前世と決意表明
突然だが、人間と一番契約しにくい闇の精霊と契約している者は特別扱いされる。
そんな人間の一人である私、燎は闇の精霊の一人に手を触れた途端、頭の中に何かが溢れ出すのを感じた。
―軽快な音楽が聞こえる。
小さな画面には『月光の恋』と表示され、"私"は意気揚々とボタンを押す。
進めていくうちに、別々な男性からの告白の言葉。
―お気に入りの音楽を聴きながら歩いていた"私"は、信号が赤だというのに迫るトラックに気付かず、横断歩道を歩こうとしていた。
それは目の前を飛び出すように走っていった小さな子供も一緒だったようで、微笑ましい、と見ていたのも原因の一つだったように思える。
鳴り響く、大きなクラクションに顔を上げると、トラックはすぐそこ。
小さな子供だけでも、と渾身の力で子供を歩道まで突き飛ばし、"私"自身は客観視するのも憚られるような、無惨な状態で道路に転がった。
即死、だった。
「…!」
そして、意識が戻った瞬間に気付いた。
今の"燎"という名前や、周囲にいる人々の名前、ここが精霊が存在する世界ということ。
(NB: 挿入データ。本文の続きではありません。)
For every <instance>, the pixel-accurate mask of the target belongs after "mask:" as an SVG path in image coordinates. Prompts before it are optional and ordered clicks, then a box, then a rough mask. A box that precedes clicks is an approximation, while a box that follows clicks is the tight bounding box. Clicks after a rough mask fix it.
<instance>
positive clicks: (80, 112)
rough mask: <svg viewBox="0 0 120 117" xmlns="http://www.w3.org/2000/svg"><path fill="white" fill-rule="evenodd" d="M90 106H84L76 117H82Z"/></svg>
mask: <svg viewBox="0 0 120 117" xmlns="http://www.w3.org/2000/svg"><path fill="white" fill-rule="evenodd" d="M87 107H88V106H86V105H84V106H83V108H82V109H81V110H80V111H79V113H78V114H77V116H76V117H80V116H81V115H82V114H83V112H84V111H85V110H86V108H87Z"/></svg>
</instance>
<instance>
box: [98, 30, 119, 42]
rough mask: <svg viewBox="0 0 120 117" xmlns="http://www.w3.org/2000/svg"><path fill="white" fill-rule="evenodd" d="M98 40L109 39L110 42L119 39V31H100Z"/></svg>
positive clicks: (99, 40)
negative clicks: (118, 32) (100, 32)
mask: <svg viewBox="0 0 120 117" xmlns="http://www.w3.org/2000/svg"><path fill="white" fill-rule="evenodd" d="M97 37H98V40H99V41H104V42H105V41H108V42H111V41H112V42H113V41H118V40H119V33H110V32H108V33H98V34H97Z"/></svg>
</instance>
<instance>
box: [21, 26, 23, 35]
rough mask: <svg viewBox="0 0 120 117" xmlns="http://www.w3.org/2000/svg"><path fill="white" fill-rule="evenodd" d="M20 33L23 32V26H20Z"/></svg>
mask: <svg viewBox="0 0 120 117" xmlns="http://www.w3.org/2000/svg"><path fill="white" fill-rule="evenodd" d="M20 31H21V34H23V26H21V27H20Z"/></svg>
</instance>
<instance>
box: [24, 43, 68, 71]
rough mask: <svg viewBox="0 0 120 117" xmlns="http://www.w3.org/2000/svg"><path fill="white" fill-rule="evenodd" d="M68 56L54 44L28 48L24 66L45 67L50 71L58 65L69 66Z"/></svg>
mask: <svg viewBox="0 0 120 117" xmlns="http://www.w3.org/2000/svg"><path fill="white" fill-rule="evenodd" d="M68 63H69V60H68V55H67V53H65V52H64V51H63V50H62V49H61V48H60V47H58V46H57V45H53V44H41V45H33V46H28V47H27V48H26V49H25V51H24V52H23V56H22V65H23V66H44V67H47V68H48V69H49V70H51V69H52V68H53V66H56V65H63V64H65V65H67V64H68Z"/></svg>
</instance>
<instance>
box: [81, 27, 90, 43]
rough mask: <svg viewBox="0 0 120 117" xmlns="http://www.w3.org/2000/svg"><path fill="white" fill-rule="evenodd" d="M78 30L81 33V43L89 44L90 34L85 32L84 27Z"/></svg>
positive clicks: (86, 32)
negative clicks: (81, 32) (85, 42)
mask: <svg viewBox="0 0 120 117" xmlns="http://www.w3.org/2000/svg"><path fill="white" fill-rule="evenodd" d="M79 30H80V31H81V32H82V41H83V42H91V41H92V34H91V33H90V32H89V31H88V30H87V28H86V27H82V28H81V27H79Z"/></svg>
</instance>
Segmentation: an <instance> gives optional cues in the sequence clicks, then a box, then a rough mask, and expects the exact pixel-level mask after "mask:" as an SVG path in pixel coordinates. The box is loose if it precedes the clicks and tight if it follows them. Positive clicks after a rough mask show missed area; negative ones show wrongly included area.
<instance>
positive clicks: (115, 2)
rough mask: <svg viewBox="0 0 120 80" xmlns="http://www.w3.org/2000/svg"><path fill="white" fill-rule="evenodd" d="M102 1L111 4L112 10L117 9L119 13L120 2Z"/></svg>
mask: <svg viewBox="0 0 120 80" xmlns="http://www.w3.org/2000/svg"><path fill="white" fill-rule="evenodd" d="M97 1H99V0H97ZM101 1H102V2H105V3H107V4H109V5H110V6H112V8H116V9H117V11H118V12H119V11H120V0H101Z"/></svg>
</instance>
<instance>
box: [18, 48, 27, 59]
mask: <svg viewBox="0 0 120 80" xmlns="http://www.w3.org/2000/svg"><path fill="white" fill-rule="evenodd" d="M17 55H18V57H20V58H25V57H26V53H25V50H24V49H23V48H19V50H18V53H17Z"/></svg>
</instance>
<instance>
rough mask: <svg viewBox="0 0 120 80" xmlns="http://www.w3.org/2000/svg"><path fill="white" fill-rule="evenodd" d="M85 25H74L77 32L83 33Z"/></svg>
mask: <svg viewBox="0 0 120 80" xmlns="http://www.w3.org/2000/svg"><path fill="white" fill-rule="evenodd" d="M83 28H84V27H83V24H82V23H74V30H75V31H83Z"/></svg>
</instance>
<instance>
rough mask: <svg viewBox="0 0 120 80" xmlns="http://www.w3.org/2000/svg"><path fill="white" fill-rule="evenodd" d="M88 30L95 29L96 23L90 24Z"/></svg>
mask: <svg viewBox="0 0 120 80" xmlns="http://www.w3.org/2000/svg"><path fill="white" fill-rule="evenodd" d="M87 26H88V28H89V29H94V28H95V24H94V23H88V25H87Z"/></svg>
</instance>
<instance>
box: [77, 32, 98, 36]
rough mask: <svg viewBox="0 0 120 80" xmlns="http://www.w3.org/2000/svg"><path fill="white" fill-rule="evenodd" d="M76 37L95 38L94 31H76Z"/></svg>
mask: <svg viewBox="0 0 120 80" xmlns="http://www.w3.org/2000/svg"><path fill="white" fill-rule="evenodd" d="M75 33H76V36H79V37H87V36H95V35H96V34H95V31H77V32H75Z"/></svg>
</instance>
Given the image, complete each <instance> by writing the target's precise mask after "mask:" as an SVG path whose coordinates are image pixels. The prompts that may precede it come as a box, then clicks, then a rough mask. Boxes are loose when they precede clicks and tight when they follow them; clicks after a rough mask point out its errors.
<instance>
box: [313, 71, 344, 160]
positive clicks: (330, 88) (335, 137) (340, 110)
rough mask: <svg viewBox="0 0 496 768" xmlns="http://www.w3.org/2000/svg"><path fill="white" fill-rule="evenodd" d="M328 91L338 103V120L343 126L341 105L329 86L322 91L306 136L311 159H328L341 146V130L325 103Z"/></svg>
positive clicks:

私は乙女ゲームでもある『月光の恋』の世界に転生していたらしい。
そして、私の立場は主人公と攻略対象を取り合うライバルキャラだ。
でも、ちょっと待って欲しい。
私が現在恋愛なんてしていないのもそうだが、主人公がもし逆ハーエンドとやらの道のりを選んでしまったら、ゲームにはないその後はどうなるのだろうか。
一夫多妻の逆でもあるまいに、他のライバルキャラを泣き寝入りさせておきながら、たくさんの人に恋愛感情を向けられておきながら、いつかは一人を選ぶ必要性が出る。
…元々、逆ハーというものは好きじゃない。
全く知らない人やフィクションで見ている分には楽しいと思うが、現実で、しかも間近で起こるとなると…こう複雑なものがある。
友人達の恋心も知っているし…よし。決めた。
私、燎は『月光の恋』逆ハーエンドを阻止し、友人の恋愛と主人公の恋愛を真っ当なものとして両立させて見せます。
…私の恋愛?
だからそんなものしていないと言っただろうに。